Crushing Learned Helplessness
What exactly is learned helplessness and how do we defeat it? I think this Reddit post sums it up very nicely.
So, combing through a couple of informative videos I learned about something called learned helplessness. It's essentially a condition in which an individual learns that there is nothing he/she can do to stop an uncomfortable stimulus, and therefore he stops trying to escape said stimulus altogether.
They actually performed some experiments on this with dogs. It was quite cruel, but portrayed a grim reality:
They had 2 groups of dogs; the first group was placed in an enclosed space, and then repeatedly shocked through external stimulus. There was nothing they could do to escape the shocks. After an unrelenting, systematic barrage of shocks, the dogs simply gave up on trying to escape altogether. They accepted the shocks as part of their life.
The second group was placed in a space where they could jump over a small fence to escape the shocks. Obviously, after the first couple of shocks, they figured it out. Soon afterward, every time they tried to shock the dogs, they jumped over the fence towards safety. It even came to the point where they jumped out of the enclosure as soon as they were placed in it, regardless of the experimenter's intention to shock them.
Afterward, the experimenters placed ALL of the dogs in the same enclosure, from which they could escape. As the shock stimulus approached, the dogs that had jumped over the fence before did so without hesitation. On the other hand, the dogs that were unable to escape the shocks didn't even flinch. They were shocked, they yelped, and sat down again. Even though these dogs could clearly see how the others were escaping, relatively effortlessly, they could not be bothered to do the same. Countless repetitions yielded the same results.
Eventually, it was found that by physically moving the dogs across the fence, and forcing them to jump, that they started to change their behavior. Nonetheless, they had to repeat this process 2 to 3 times for the dogs to fully grasp this concept and start jumping over the fence on their own.
I believe that this may just be one of the biggest reasons behind the prevalence of blue pill in society. Individuals often believe that there is nothing they can do to avoid the pain, misery, and confusion of their lives. Why? Because they think it's normal. They don't even realize that there is a fence they CAN jump.
But that is not the case. You can choose to jump that fence. You can choose to escape that mediocrity you've lived in so long, but only if you understand that you have the ability to do so. The only difference is that nobody is going to move you, or babysit you through the process until you learn. That is completely up to you.

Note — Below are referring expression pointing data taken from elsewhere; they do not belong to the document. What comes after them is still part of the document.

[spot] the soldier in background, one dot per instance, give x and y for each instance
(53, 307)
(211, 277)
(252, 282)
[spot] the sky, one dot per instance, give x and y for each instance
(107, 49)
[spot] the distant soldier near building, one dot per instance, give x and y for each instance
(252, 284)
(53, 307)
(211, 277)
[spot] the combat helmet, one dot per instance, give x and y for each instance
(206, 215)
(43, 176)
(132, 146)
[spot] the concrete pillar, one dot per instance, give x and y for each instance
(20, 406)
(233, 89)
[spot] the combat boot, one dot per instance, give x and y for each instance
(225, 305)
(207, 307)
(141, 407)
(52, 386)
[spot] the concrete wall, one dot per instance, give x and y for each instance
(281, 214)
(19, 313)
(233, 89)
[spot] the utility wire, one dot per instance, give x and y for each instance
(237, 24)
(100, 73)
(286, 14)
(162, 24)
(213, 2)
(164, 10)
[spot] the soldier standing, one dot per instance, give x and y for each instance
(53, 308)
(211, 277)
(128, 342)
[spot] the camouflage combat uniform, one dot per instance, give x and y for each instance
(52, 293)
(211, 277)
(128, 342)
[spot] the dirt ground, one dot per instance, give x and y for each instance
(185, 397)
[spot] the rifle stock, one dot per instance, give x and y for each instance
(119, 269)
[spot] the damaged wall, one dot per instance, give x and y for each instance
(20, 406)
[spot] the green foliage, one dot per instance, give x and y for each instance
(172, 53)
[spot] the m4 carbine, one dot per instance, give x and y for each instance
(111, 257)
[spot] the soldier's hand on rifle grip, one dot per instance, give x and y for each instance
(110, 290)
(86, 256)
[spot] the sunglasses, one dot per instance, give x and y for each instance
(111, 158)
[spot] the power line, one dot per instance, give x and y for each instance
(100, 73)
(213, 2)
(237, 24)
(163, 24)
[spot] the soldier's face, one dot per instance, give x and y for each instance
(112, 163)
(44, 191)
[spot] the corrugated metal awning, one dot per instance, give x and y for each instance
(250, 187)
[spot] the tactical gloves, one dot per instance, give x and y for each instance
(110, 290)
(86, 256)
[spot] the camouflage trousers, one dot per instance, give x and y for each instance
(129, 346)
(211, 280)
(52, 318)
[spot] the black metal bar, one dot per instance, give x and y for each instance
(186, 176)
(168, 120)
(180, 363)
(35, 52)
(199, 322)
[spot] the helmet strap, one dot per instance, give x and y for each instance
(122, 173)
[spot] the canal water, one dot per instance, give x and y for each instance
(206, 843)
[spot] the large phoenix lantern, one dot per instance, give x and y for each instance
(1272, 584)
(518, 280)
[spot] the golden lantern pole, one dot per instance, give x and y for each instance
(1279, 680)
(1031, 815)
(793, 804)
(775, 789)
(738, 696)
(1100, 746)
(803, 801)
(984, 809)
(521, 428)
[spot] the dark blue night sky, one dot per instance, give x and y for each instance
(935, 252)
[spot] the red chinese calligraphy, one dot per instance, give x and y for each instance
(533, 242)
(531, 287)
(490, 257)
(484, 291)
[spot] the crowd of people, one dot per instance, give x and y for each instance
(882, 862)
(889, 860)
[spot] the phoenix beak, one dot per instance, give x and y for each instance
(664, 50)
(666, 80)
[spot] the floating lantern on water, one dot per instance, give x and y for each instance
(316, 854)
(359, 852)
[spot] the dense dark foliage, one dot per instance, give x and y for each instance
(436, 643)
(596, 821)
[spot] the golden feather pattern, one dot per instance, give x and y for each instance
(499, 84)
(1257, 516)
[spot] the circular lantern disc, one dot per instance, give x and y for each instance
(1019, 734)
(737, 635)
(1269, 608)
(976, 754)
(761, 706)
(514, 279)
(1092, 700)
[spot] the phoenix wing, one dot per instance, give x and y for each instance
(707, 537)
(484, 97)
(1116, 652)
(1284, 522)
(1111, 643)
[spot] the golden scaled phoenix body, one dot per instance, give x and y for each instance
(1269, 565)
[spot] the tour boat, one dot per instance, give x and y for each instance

You aren't helpless. You just think you are.
TL;DR: We grow so accustomed to taking shit and being mediocre, we internalize it and think there is no other way to live. This is an actual psychological phenomenon, and can only be changed by real, tangible action.
Like I've always said, experience changes the brain.
If you are stuck in a learned helpless situation, if you don't fight back against the wrong in your life, then you need some new experiences.
Now you could argue that with humans being smarter than dogs simply learning about learned helplessness will help you break out of it.
But I think you are underestimating how strong the wiring of your brain is and how much it wants to stay put.
Sure you can work on learned helplessness on your own, but if you want to crush it once and for all, you need someone to do it for you.
If you want to change, you need help from other people.
(By the way, about 99% of all coaching, and just about any one-on-one service, sucks. But if you can find that 1%, it's worth its weight in gold. And if you can't find a coach, look for a group that will push you, instead.)
P.S. Getting rid of learned helplessness is all about realizing you have control over your life. Again, I don't think you'll fully understand how much control you have over your life until something external pushes you to do so as the brain wants to stick to old pathways. So use something external, use a crutch.
P.S.S. If you are interested in the science of learned helplessness, it has to do with too much serotonin activity with the dorsal raphé nucleus (picture), which has a strong impact on value-based decision making. And if you are interested in more brain science when it comes to breaking old habits read this article on escaping escapism. Finally, consistent exercise and play have been shown to prevent learned helplessness.